The Old Man and the Sea (with video)
Posted by Ben Garfinkel on Monday, August 6th, 2012Tags for this Article: british columbia salmon run, butchers of gastown, fishing, sockeye salmon
Two summers ago in 2010 it was a record year for the BC salmon run here, the best since 1913 apparently. 2010 was also my father’s seventieth birthday and my brother Nathan and I wanted to get him something that couldn’t end up in a giant heap of stuff in his garage eventually. Plus, the guy loves a bargain, and if you factor out the cost of the fishing expedition your kids are springing for, you are basically eating for free out of the ocean. Sweet.

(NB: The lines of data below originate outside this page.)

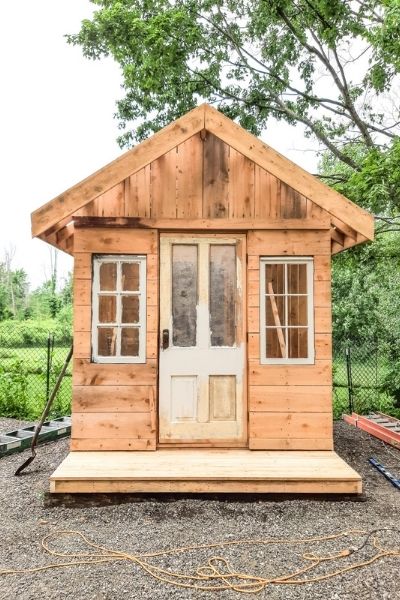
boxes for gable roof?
[32,104,374,245]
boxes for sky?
[0,0,317,289]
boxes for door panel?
[159,235,247,445]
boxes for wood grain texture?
[249,385,332,413]
[72,358,157,386]
[203,134,229,219]
[32,105,204,236]
[249,360,332,386]
[72,385,151,413]
[51,450,361,493]
[205,105,374,239]
[249,412,333,440]
[75,227,157,254]
[71,412,155,439]
[247,230,331,256]
[71,436,157,452]
[176,133,203,219]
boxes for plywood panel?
[229,149,254,218]
[125,165,151,218]
[176,133,203,219]
[203,133,229,219]
[72,385,154,413]
[75,227,157,254]
[150,148,177,217]
[249,412,333,440]
[71,412,154,439]
[249,360,332,385]
[73,358,157,386]
[249,385,332,413]
[247,230,331,256]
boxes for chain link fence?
[0,321,72,420]
[333,338,396,418]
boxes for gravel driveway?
[0,419,400,600]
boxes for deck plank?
[51,448,361,493]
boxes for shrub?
[0,359,29,419]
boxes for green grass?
[0,346,72,420]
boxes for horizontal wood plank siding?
[247,227,332,450]
[71,229,158,451]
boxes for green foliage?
[67,0,400,168]
[0,359,28,418]
[0,318,72,348]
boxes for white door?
[159,235,247,444]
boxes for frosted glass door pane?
[121,327,139,356]
[98,327,117,356]
[122,263,139,292]
[122,296,139,323]
[172,244,198,347]
[99,296,117,323]
[210,245,236,346]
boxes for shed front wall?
[71,228,332,450]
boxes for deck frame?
[50,448,362,494]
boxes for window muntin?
[260,257,314,364]
[92,255,146,363]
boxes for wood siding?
[75,132,324,221]
[248,230,333,450]
[71,229,158,450]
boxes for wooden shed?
[32,105,374,493]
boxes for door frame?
[157,230,249,448]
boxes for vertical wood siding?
[248,230,333,450]
[76,132,323,220]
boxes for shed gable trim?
[32,105,205,237]
[205,105,374,240]
[32,104,374,243]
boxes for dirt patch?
[0,419,400,600]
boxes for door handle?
[162,329,169,350]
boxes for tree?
[67,0,400,170]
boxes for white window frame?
[92,254,147,364]
[260,256,315,365]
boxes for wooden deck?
[50,448,362,494]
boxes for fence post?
[345,346,354,414]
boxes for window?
[260,257,314,364]
[92,255,146,363]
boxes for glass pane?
[122,263,139,292]
[122,296,139,323]
[265,296,285,327]
[288,296,308,325]
[210,245,236,346]
[99,296,117,323]
[265,328,286,358]
[288,264,307,294]
[121,327,139,356]
[172,244,197,347]
[97,327,117,356]
[100,263,117,292]
[265,264,285,294]
[288,327,308,358]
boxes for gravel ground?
[0,419,400,600]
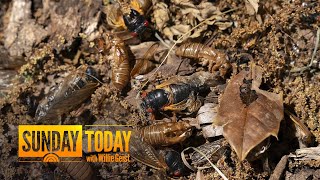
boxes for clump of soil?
[0,0,320,179]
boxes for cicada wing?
[130,132,167,170]
[35,77,99,124]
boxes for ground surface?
[0,0,320,179]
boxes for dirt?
[0,0,320,179]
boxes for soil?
[0,0,320,179]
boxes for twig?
[138,8,240,94]
[181,147,228,180]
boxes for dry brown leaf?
[214,67,283,160]
[245,0,259,15]
[163,24,191,42]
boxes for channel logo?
[18,125,82,162]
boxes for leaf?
[245,0,259,15]
[213,67,283,161]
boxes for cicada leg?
[188,98,202,114]
[165,122,192,144]
[156,76,186,89]
[163,100,188,111]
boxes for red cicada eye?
[141,91,148,98]
[143,20,149,26]
[173,170,181,177]
[131,32,138,37]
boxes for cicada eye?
[173,170,181,177]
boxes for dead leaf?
[245,0,259,15]
[153,2,170,30]
[213,66,283,160]
[196,169,205,180]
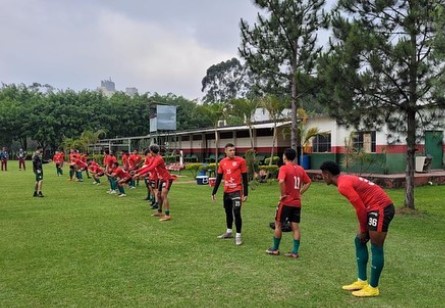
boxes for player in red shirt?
[111,162,131,197]
[104,149,118,194]
[266,149,311,258]
[212,143,248,245]
[69,149,80,181]
[88,159,105,185]
[128,149,142,188]
[53,151,63,176]
[134,144,174,221]
[320,161,394,297]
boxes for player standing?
[212,143,248,245]
[266,149,311,258]
[32,146,49,197]
[134,144,174,221]
[320,161,394,297]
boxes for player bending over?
[320,161,394,297]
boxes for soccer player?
[320,161,394,297]
[104,149,117,194]
[17,148,26,171]
[212,143,248,245]
[111,162,131,197]
[32,146,50,198]
[0,147,9,171]
[266,149,311,258]
[88,159,105,185]
[134,144,174,221]
[53,151,63,176]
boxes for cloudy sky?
[0,0,332,99]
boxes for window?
[352,131,376,153]
[312,133,331,153]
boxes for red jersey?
[104,155,117,170]
[74,158,88,169]
[70,152,80,165]
[53,153,63,164]
[337,175,392,232]
[218,156,247,193]
[128,154,142,170]
[121,153,128,170]
[278,163,311,207]
[88,161,104,174]
[138,155,172,181]
[111,167,131,180]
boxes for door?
[425,131,443,169]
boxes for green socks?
[292,240,300,254]
[355,237,369,280]
[369,244,385,288]
[272,236,281,250]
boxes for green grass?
[0,162,445,307]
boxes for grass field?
[0,161,445,307]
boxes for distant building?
[125,88,138,96]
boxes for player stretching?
[320,161,394,297]
[111,162,131,197]
[134,144,174,221]
[32,146,50,197]
[266,149,311,258]
[212,143,248,245]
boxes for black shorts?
[275,203,301,224]
[35,170,43,182]
[368,204,395,232]
[223,191,242,208]
[158,180,173,191]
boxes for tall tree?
[199,103,227,174]
[239,0,328,149]
[201,58,251,103]
[228,98,259,149]
[260,95,288,165]
[319,0,445,209]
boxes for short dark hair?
[320,161,340,175]
[150,144,159,154]
[284,148,297,161]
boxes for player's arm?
[338,186,368,233]
[212,173,223,200]
[300,172,312,194]
[241,172,249,200]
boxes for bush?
[264,156,280,165]
[260,165,278,179]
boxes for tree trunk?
[405,110,416,210]
[269,120,277,166]
[290,74,298,151]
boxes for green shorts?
[35,170,43,182]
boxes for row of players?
[62,144,176,221]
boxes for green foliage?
[259,164,279,179]
[264,155,280,165]
[0,164,445,308]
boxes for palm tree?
[199,103,227,174]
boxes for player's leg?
[286,207,301,258]
[266,203,285,256]
[160,180,172,221]
[218,193,233,239]
[231,192,243,245]
[352,204,394,297]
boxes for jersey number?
[368,217,377,227]
[294,176,300,189]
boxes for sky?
[0,0,332,99]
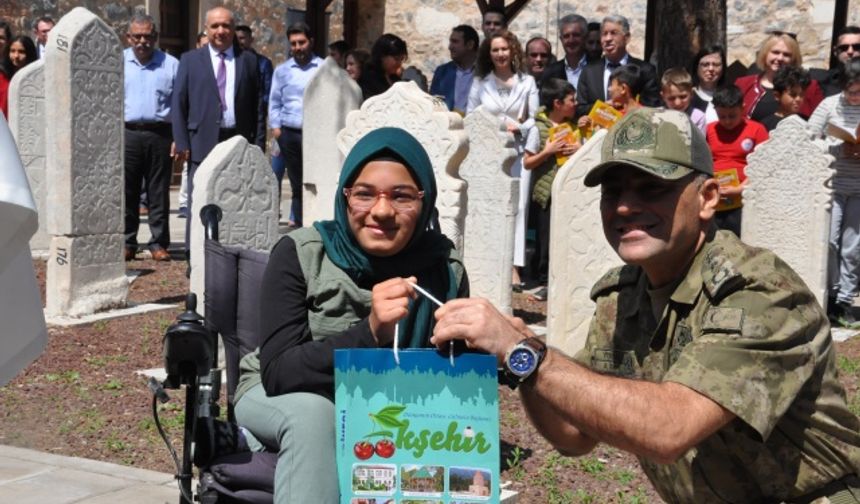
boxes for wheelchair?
[149,205,278,504]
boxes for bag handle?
[393,282,454,367]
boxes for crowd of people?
[0,16,54,117]
[5,7,860,503]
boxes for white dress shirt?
[209,44,236,128]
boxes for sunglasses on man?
[836,44,860,53]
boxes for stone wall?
[726,0,860,68]
[0,0,860,85]
[385,0,646,77]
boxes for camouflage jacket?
[576,231,860,503]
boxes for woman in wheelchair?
[236,128,468,503]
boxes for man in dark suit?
[576,15,661,116]
[430,25,478,113]
[541,14,588,89]
[171,7,266,251]
[809,26,860,96]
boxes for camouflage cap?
[584,107,714,187]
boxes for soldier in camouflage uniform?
[432,109,860,504]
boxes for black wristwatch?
[499,337,546,389]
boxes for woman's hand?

Here at Foodists we have a bit of a tradition with going to the source to see where our food comes from. Last year we did a Butchers of Gastown Seafood Edition, and just recently we headed out to do some spot prawning. So fishing an epic salmon run was a brilliant precursor.

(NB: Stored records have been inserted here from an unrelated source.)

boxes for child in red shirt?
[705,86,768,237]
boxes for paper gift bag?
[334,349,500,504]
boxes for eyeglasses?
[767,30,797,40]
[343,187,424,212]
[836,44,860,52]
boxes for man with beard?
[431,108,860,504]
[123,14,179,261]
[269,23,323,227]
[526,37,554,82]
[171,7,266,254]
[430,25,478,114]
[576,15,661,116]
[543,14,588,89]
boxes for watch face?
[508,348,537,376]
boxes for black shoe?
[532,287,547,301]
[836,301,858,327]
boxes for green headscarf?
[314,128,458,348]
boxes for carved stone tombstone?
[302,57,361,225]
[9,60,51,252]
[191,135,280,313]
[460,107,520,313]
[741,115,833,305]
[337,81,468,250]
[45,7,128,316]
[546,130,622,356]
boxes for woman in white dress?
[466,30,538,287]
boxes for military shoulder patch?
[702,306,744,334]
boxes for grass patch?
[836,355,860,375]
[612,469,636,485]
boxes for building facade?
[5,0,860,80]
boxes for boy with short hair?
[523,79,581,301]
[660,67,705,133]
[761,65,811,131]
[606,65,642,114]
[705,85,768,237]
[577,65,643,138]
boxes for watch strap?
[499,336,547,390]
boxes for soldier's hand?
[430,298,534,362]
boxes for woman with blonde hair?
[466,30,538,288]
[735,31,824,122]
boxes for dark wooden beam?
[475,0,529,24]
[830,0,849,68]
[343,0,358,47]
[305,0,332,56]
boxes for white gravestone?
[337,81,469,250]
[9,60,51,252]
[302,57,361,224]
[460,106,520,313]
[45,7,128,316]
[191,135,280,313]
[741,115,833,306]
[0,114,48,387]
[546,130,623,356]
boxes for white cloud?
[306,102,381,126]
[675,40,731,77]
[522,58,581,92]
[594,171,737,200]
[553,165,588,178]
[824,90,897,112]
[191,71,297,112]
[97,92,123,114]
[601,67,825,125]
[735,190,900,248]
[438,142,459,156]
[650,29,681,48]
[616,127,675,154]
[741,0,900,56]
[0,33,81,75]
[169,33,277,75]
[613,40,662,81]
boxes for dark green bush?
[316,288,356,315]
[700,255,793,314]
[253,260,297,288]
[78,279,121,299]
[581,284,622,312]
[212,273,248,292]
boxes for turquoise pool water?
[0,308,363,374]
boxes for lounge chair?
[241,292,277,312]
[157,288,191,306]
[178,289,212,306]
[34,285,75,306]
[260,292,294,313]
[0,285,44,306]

Salmon Fishing with The Foodists from The Foodists on Vimeo.
The plan was to leave super early, pre-sunrise, drop some crab pots then head out to the fishing grounds. For the three of us, plus our guide, Jason Tonelli of Pacific Angler, we had enough food and beer for a small bar mitzvah. Plus, fishing licences giving us permission to take home four sockeye each. That’d be twelve fish between us. Some good eating. We were banking on a good haul and making a meal of the crab and some salmon that night—a full-on ocean to table experience.
As with most ‘family’ videos, they tend to get taken and never edited into something watchable and cohesive. Thankfully, this family has a filmmaker in it. Foodists’s auteur Nathan Garfinkel. So it only took two years to edit down and post here, what can we say, he has paying work to do!

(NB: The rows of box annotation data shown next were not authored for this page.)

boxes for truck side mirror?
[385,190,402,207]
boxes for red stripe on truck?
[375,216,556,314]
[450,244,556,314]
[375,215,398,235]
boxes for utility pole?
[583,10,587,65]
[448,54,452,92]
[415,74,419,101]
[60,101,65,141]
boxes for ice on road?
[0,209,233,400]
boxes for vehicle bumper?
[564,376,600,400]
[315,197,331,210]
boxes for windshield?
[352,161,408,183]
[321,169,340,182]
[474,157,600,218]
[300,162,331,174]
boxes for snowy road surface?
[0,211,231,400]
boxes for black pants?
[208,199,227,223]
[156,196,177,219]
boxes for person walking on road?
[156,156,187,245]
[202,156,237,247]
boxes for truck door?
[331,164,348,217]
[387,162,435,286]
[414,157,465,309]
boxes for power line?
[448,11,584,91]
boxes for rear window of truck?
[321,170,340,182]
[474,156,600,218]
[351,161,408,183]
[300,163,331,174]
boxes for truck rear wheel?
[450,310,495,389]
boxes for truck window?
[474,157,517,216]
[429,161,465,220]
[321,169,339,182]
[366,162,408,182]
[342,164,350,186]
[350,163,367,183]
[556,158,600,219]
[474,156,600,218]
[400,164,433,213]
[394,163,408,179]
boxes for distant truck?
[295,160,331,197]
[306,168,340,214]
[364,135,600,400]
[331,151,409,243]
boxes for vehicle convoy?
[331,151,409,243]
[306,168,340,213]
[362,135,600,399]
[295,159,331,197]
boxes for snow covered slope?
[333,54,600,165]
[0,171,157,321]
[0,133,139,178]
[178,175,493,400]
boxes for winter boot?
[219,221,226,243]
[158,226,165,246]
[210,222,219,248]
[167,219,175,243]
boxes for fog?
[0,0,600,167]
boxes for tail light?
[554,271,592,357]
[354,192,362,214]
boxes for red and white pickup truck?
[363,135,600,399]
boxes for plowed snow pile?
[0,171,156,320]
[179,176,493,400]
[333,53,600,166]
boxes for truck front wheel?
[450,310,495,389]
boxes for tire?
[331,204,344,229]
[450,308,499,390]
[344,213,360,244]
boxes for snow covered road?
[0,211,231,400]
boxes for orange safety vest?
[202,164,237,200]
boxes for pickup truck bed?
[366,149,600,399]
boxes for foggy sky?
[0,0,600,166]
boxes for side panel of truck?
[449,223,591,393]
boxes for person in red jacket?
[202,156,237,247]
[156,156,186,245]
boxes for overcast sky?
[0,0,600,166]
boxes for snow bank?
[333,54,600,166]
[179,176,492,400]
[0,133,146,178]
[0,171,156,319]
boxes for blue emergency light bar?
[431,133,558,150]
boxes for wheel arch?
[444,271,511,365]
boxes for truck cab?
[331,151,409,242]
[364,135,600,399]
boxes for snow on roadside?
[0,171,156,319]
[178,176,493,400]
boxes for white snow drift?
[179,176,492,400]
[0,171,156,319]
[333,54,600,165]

The video takes you along for the ride, so no need to go into much more detail. We caught our limit by around noon. British Columbia has not seen anything like it since. A freak salmon run, the end of an era or the beginning of a new one who’s to say? It is, however, very rewarding getting out past the supermarket, to the source to collect your dinner. Some might call us on not taking apart our own fish, but we ended up taking our haul to Finest at Sea on Granville Island to be portioned, some double smoked and then flash frozen.
The irony of course is, that the salmon did kind of end up piled in my dad’s garage, well in the freezer anyway.